La segunda condición es que haya un bajo nivel de polarización: “Pienso que esta es la variable crucial: todo depende de cuán distanciados estén los partidos entre sí” (Sartori, 1991, p. 11).

La tercera variable es que haya “disciplina de partido”. Bajo el presidencialismo, la disciplina de partido no es tan importante, asegura Sartori. Pero en los regímenes parlamentaristas, la indisciplina partidaria “degenera en la Tercera y Cuarta República de Francia” (Sartori, 1991, p. 12).

Sartori resumió así su posición: “En síntesis, el número de partidos relevantes debe ser pequeño, el grado de polarización debe ser bajo y la disciplina de partido debe ser fuerte. ¿Hasta qué punto se pueden lograr estas condiciones en Chile? Esa es la interrogante”, terminó diciendo (Sartori, 1991, p. 12). Y esa sigue siendo la pregunta.

El funcionamiento de los regímenes de gobierno, como se sabe, está fuertemente influenciado por el sistema de partidos y el sistema electoral. Estos factores interactúan entre sí. Ninguna ingeniería electoral puede fabricar un sistema de partidos a su antojo. Pero el sistema electoral crea incentivos que afectan a los partidos. Sartori nos alerta: escoger el semipresidencialismo implica un sistema de partidos y un sistema electoral. El argumento específico de Valenzuela, como vimos, el que fundamenta su propuesta de un régimen parlamentarista para Chile es, justamente, el sistema de partidos. A su juicio, nuestro multipartidismo requiere un régimen parlamentarista (Valenzuela, 1985).
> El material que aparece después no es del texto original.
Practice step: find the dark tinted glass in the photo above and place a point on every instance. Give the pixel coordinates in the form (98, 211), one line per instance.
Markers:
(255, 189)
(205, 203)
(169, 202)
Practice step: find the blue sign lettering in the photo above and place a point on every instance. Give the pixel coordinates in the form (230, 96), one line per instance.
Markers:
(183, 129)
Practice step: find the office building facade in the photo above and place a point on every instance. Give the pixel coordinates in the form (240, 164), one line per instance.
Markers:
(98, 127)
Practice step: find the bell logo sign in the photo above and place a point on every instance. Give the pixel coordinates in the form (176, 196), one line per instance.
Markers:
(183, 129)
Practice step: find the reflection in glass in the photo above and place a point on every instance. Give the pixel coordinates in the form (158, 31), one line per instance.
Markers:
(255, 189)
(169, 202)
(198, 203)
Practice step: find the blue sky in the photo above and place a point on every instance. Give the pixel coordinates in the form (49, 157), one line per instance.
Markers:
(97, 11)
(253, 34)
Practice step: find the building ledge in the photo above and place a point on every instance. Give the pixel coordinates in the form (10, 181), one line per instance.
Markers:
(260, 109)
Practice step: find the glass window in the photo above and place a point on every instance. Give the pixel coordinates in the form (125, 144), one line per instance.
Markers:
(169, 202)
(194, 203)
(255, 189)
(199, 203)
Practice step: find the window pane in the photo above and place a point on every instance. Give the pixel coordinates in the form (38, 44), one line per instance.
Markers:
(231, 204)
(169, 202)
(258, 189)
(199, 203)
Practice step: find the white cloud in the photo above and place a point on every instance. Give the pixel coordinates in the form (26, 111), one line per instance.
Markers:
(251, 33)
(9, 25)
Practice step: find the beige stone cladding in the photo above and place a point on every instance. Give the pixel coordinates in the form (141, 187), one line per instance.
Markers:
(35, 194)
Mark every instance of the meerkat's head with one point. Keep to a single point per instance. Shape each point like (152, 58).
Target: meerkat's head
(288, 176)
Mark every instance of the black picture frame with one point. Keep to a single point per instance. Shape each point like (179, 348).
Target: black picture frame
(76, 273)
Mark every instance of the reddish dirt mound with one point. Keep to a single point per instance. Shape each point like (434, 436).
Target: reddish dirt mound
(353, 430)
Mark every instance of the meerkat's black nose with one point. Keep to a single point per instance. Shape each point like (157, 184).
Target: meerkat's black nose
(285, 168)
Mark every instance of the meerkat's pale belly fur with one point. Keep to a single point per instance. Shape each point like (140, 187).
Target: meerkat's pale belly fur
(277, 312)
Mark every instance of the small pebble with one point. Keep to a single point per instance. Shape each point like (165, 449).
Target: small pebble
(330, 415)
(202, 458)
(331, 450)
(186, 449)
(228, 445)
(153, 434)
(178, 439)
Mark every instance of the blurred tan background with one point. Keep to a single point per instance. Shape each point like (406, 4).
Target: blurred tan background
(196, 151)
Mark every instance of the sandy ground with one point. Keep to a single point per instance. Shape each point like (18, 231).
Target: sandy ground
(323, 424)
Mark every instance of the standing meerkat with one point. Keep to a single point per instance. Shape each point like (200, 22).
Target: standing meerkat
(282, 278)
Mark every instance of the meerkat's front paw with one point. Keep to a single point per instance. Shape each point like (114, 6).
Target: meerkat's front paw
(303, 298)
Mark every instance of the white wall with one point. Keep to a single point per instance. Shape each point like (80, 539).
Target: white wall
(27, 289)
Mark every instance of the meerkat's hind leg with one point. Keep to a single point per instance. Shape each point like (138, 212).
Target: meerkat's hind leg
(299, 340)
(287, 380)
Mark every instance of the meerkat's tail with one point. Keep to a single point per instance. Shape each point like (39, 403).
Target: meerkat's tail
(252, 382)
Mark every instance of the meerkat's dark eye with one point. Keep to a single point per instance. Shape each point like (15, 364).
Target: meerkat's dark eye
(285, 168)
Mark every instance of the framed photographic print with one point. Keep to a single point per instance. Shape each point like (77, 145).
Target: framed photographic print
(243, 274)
Cyndy Skach también ha establecido condiciones necesarias para el funcionamiento adecuado de un régimen semipresidencialista. La primera condición es que haya un sistema de partidos institucionalizado y estable, fuertemente enraizado y legitimado en la sociedad. Un conjunto de partidos indisciplinado y volátil tiende a producir gobiernos volátiles. La segunda es que el sistema electoral promueva partidos y coaliciones mayoritarias. En esto coincide con Sartori. La fragmentación del sistema de partidos acrecienta las disputas internas y hace frágiles las coaliciones, lo que obstruye la gobernabilidad. La tercera es que el Presidente sea un hombre de partido, no una figura políticamente neutra. El Presidente ha de ser el líder de un partido o coalición. De lo contrario, queda en una situación incómoda y resbalosa. Esto se debe, me parece, a que el Presidente no es un mero Jefe de Estado. Ha sido elegido para eso, pero sobre todo para gobernar. Y para gobernar necesita ser el líder de su coalición. Estas tres condiciones necesarias las extrae Skach del caso francés, tal como funciona después de las reformas del 2000 y 2002 (Skach, 2005a, p. 123-124). A Skach no le parece viable un Presidente que quede en un más allá de los partidos, como figura imparcial, simbólica, ceremonial y arbitral, que quede situada ‘au- dessu de la mêlée’. Cree, por el contrario, que los presidentes no solo deben presidir sino que deben gobernar y para ello necesitan liderar de veras su sector político.